Presto is one of the biggest names in popcorn poppers, and the Presto PopLite Hot Air Popper (04860) is one of the most popular. But how does it perform? Will it work for you?
The PopLite is a basic air-popper, with a measuring cup in the top chute which doubles as a butter warmer. The chute and measuring cup are not dishwasher-safe.
Hot air poppers heat popcorn kernels from below, with an updraft airflow which pushes the popped corn out the chute and into your waiting bowl. Occasionally, an unpopped kernel will bounce out with the popped corn. We found that this happened much less with the Presto PopLite than with other similar poppers. In our tests, the PopLite came very close to the manufacturer’s claimed 18 cup output, and left very few unpopped kernels.
No oil is needed in the cooking process, and for that reason, some people find air popped corn to be dry. This is easily addressed by drizzling melted butter or spritzing olive oil or other light oil-based topping after the popping is complete. The PopLite can even help, as the kernel measuring cup on the top of the chute serves double-duty by melting butter if you don’t mind the additional cleanup.
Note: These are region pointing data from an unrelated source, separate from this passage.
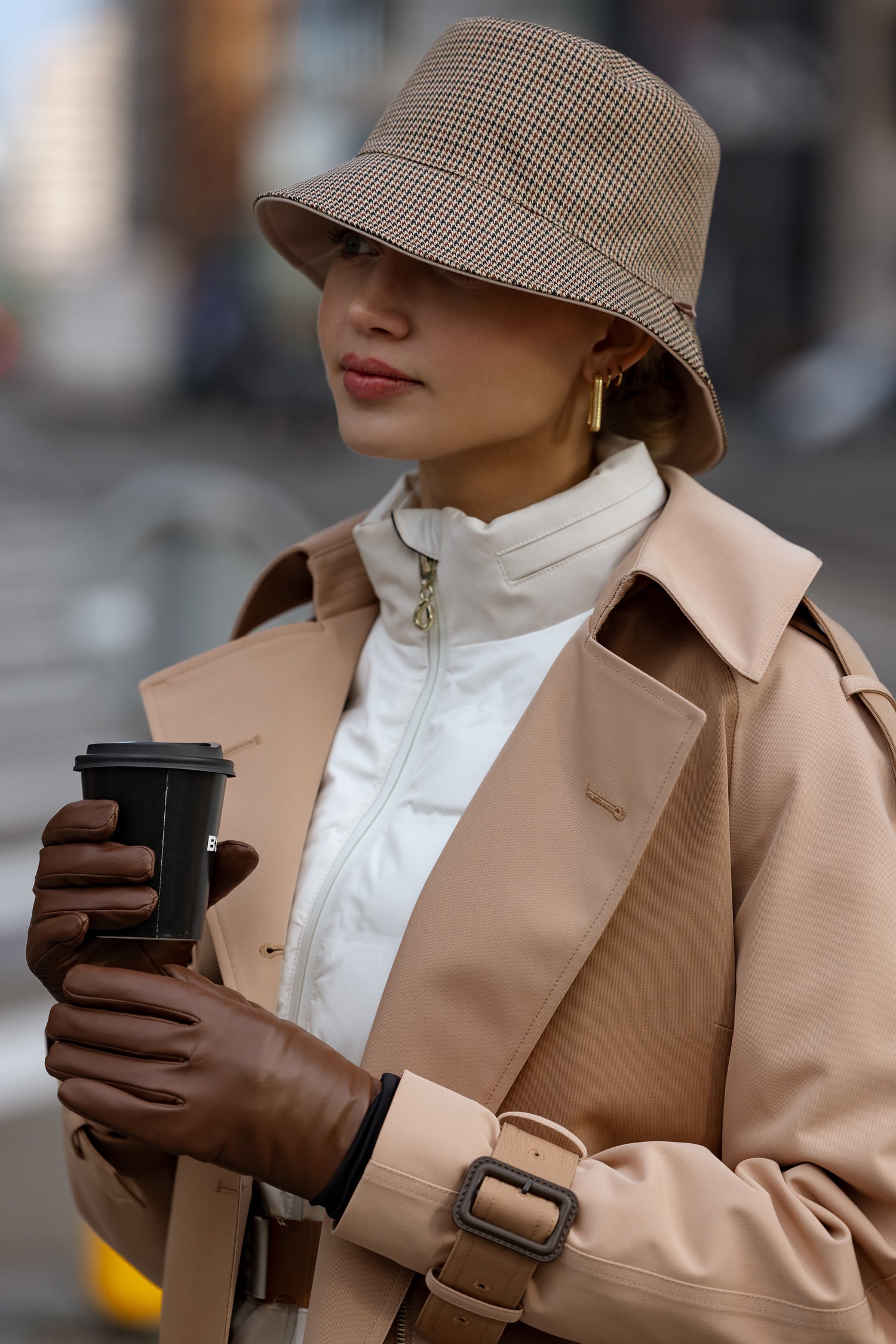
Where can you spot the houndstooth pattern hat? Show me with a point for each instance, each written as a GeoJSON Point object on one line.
{"type": "Point", "coordinates": [541, 160]}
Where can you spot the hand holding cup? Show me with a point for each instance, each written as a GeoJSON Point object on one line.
{"type": "Point", "coordinates": [89, 884]}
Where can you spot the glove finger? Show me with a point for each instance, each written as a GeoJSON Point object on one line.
{"type": "Point", "coordinates": [93, 865]}
{"type": "Point", "coordinates": [234, 862]}
{"type": "Point", "coordinates": [191, 978]}
{"type": "Point", "coordinates": [119, 1110]}
{"type": "Point", "coordinates": [88, 819]}
{"type": "Point", "coordinates": [152, 1038]}
{"type": "Point", "coordinates": [147, 1078]}
{"type": "Point", "coordinates": [50, 942]}
{"type": "Point", "coordinates": [137, 992]}
{"type": "Point", "coordinates": [106, 908]}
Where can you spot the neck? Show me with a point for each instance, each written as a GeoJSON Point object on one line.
{"type": "Point", "coordinates": [487, 483]}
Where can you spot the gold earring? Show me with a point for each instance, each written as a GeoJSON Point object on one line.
{"type": "Point", "coordinates": [596, 409]}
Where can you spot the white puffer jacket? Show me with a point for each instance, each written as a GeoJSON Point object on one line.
{"type": "Point", "coordinates": [428, 714]}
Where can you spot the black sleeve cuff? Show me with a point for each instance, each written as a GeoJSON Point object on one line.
{"type": "Point", "coordinates": [335, 1198]}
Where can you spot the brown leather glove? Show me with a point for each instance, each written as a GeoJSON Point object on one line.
{"type": "Point", "coordinates": [195, 1069]}
{"type": "Point", "coordinates": [88, 882]}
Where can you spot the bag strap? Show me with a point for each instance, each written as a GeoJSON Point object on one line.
{"type": "Point", "coordinates": [859, 682]}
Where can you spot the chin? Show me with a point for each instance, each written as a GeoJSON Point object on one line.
{"type": "Point", "coordinates": [381, 437]}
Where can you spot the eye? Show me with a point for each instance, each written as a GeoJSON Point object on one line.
{"type": "Point", "coordinates": [352, 245]}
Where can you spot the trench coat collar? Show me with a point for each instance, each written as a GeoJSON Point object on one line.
{"type": "Point", "coordinates": [735, 580]}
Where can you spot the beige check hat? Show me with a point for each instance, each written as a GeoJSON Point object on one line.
{"type": "Point", "coordinates": [535, 159]}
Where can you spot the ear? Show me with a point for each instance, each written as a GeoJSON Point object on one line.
{"type": "Point", "coordinates": [624, 346]}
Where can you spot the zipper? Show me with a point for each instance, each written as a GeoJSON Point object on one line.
{"type": "Point", "coordinates": [426, 622]}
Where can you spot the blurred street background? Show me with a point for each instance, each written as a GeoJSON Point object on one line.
{"type": "Point", "coordinates": [164, 421]}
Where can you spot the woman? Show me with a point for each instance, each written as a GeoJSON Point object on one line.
{"type": "Point", "coordinates": [585, 996]}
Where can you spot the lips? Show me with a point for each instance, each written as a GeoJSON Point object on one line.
{"type": "Point", "coordinates": [371, 379]}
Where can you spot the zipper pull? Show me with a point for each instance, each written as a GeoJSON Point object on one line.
{"type": "Point", "coordinates": [425, 614]}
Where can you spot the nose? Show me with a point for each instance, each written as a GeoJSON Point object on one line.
{"type": "Point", "coordinates": [382, 304]}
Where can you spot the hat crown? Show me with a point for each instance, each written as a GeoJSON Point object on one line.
{"type": "Point", "coordinates": [570, 131]}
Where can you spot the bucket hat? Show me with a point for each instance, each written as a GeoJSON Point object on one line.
{"type": "Point", "coordinates": [541, 160]}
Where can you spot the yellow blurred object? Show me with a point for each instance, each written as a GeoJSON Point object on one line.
{"type": "Point", "coordinates": [115, 1288]}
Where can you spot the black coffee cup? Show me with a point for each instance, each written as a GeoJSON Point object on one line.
{"type": "Point", "coordinates": [170, 796]}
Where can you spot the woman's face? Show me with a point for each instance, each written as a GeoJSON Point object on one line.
{"type": "Point", "coordinates": [425, 363]}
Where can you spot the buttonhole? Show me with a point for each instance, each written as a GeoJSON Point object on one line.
{"type": "Point", "coordinates": [613, 808]}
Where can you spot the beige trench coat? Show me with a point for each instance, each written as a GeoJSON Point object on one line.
{"type": "Point", "coordinates": [667, 922]}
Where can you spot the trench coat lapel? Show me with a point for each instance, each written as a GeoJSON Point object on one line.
{"type": "Point", "coordinates": [532, 874]}
{"type": "Point", "coordinates": [519, 898]}
{"type": "Point", "coordinates": [273, 699]}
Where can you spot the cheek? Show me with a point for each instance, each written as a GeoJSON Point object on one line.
{"type": "Point", "coordinates": [517, 360]}
{"type": "Point", "coordinates": [332, 317]}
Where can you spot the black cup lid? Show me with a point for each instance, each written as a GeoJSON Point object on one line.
{"type": "Point", "coordinates": [156, 756]}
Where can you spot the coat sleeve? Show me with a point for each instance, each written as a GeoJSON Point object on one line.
{"type": "Point", "coordinates": [122, 1190]}
{"type": "Point", "coordinates": [790, 1234]}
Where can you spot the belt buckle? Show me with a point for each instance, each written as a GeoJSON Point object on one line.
{"type": "Point", "coordinates": [528, 1184]}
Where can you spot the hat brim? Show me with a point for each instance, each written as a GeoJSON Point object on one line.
{"type": "Point", "coordinates": [457, 224]}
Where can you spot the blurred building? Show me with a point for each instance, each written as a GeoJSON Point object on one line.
{"type": "Point", "coordinates": [67, 179]}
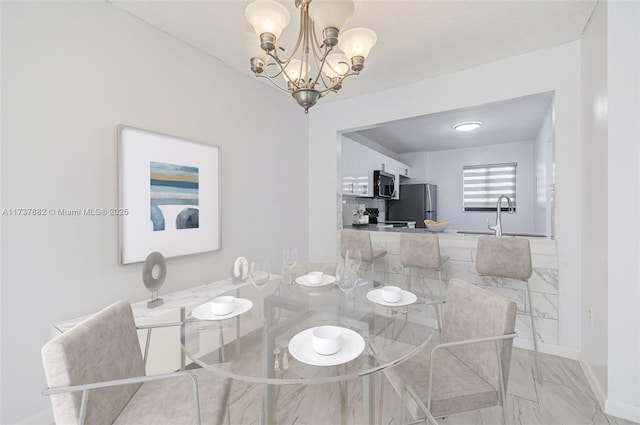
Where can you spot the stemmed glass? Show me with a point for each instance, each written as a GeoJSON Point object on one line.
{"type": "Point", "coordinates": [346, 277]}
{"type": "Point", "coordinates": [353, 259]}
{"type": "Point", "coordinates": [259, 276]}
{"type": "Point", "coordinates": [289, 259]}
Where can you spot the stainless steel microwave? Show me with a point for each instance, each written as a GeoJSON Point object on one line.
{"type": "Point", "coordinates": [384, 184]}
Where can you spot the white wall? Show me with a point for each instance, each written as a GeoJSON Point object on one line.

In our testing, the PopLite turned 1/2 cup of kernels into popcorn in approximately 2 minutes and 30 seconds. This in on par with the best air poppers, as fast microwave popcorn, and twice as fast as oil-based poppers.
The PopLite is slightly louder than average for an air popper.
Presto provides a manual on the use and cleaning for the popper, and a one-year warranty. There is a cup on the top of the chute for measuring a 1/2 cup of kernels and melting butter if desired.
The Presto PopLite does not have a power switch, so starting and stopping the process requires plugging and unplugging the power cord from the wall. This is inconvenient, and could be a concern for those with children who may use the appliance.
The Presto PopLite Hot Air Popper is a no-frills performer that efficiently makes excellent popcorn. There are almost no unpopped kernels left, and very little cleanup required when the PopLite is finished.